East Bay distilleries pivot to making hand sanitizer for those who need it most

Two East Bay distilleries have traded bottling gin for bottling hand sanitizer as COVID-19 spread continues to be a concern. Richmond’s Falcon Spirits Distillery and St. George Spirits in Alameda, have joined the fight against the virus by shifting their operations to produce much needed hand sanitizer for first responders.

Falcon Spirits Distillery was an early adapter. Known for its award-winning gin and Amaro, Falcon is owned by Farid Dormishian, who studied biochemistry at UC Berkeley and has a background in biotech, pharma, and virology, making him hyper aware of the threat of coronavirus early on. At the end of February, Dormishian noticed stores in Berkeley had run out of hand sanitizer, so he sought approval through the Alcohol and Tobacco Tax and Trade Bureau, Food and Drug Administration, and the department of Alcoholic Beverage Control to pivot his operation to hand sanitizer. By the beginning of March, Dormishian received approval and began production. This pivot required the distillery to halt all usual production, order supplies, and devote all resources to making hand sanitizer.

Falcon Spirits began by donating its hand sanitizer to first responders, local restaurants open for take-out, and high-risk volunteer groups, but as the orders grew to thousands, it had to begin charging something, essentially the cost of the hand sanitizer without the cost of labor.

“First responders, police, nurses, firefighters have to have contact with other individuals at a much higher rate and are in contact with individuals that are at high risk of having the disease. So they need to be more protected because they don’t carry a sink with them when in the field, said Dormishan. “I really wish we could provide for everyone and at no cost, but our small distillery with our limited resources had to make a decision, and take the most logical step.”

Like Falcon Spirits Distillery, St.
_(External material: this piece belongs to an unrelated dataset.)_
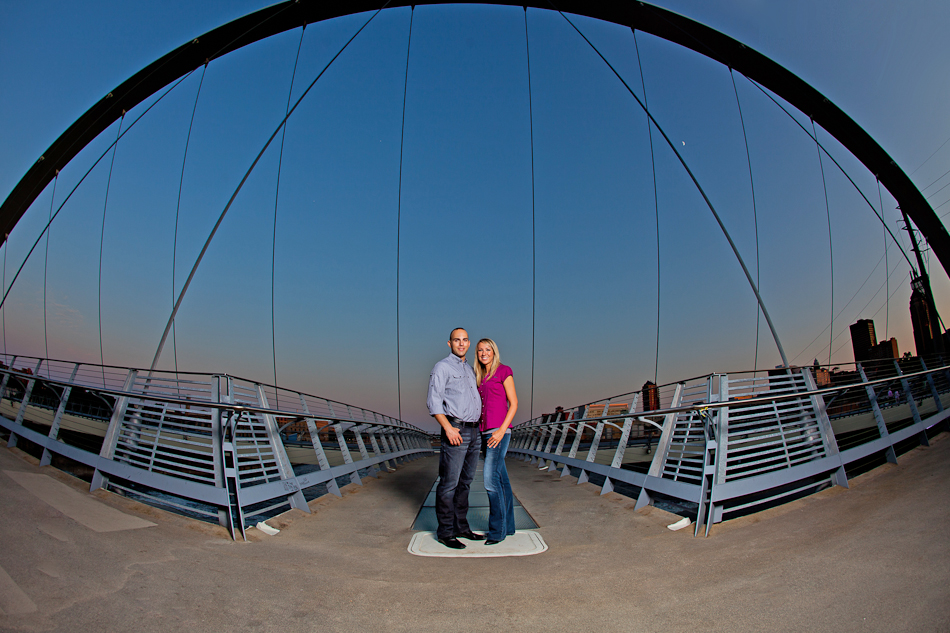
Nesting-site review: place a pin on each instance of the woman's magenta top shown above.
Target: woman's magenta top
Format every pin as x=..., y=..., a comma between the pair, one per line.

George Spirits in Alameda also provides its hand sanitizer to first responders but has no plans to make their hand sanitizer available to the public. St. George Spirits donates its hand sanitizer to the City of Alameda Emergency Operations Center. Lance Winters, master distiller at St. George Spirits, sees making hand sanitizer for first responders as “a tangible way of saying thank you and that their work matters.”

One of the hurdles Winters faced was having to do something counterintuitive to a good distiller. “The biggest change has been making our alcohol undrinkable!” said Winters. “In order to use ethanol in a hand sanitizer, it has to be denatured, which involves adding a chemical that makes it undrinkably bitter.” he said. “Additionally, the containers and inactive ingredients that go into making hand sanitizer are things that we don’t ordinarily use, so identifying and utilizing a new supply chain has been a change.” Winters finds the biggest challenge of their hand sanitizer operation to be the limited resources they have to produce a product with such high demand, so they triage. Winters strives to “prioritize donations to folks who have the least access to soap and water (still the most effective protection against COVID-19 spread) and the most contact with people.”

In Piedmont, Fire Chief Bret Black applauded the innovation of these companies, but says first responders and healthcare providers typically rely on their normal supply chain of medical grade equipment and supplies from a licensed provider.

Some researchers have posited that distilleries could play a another role in future efforts to contain the virus. In a Sunday front page story about the coronavirus in America in The New York Times, a retired medical historian at the Johns Hopkins School of Medicine suggested that distilleries could be converted to make vaccines at some point, saying “the government might take over and sterilize existing liquor or beer plants, which have large fermentation vats.”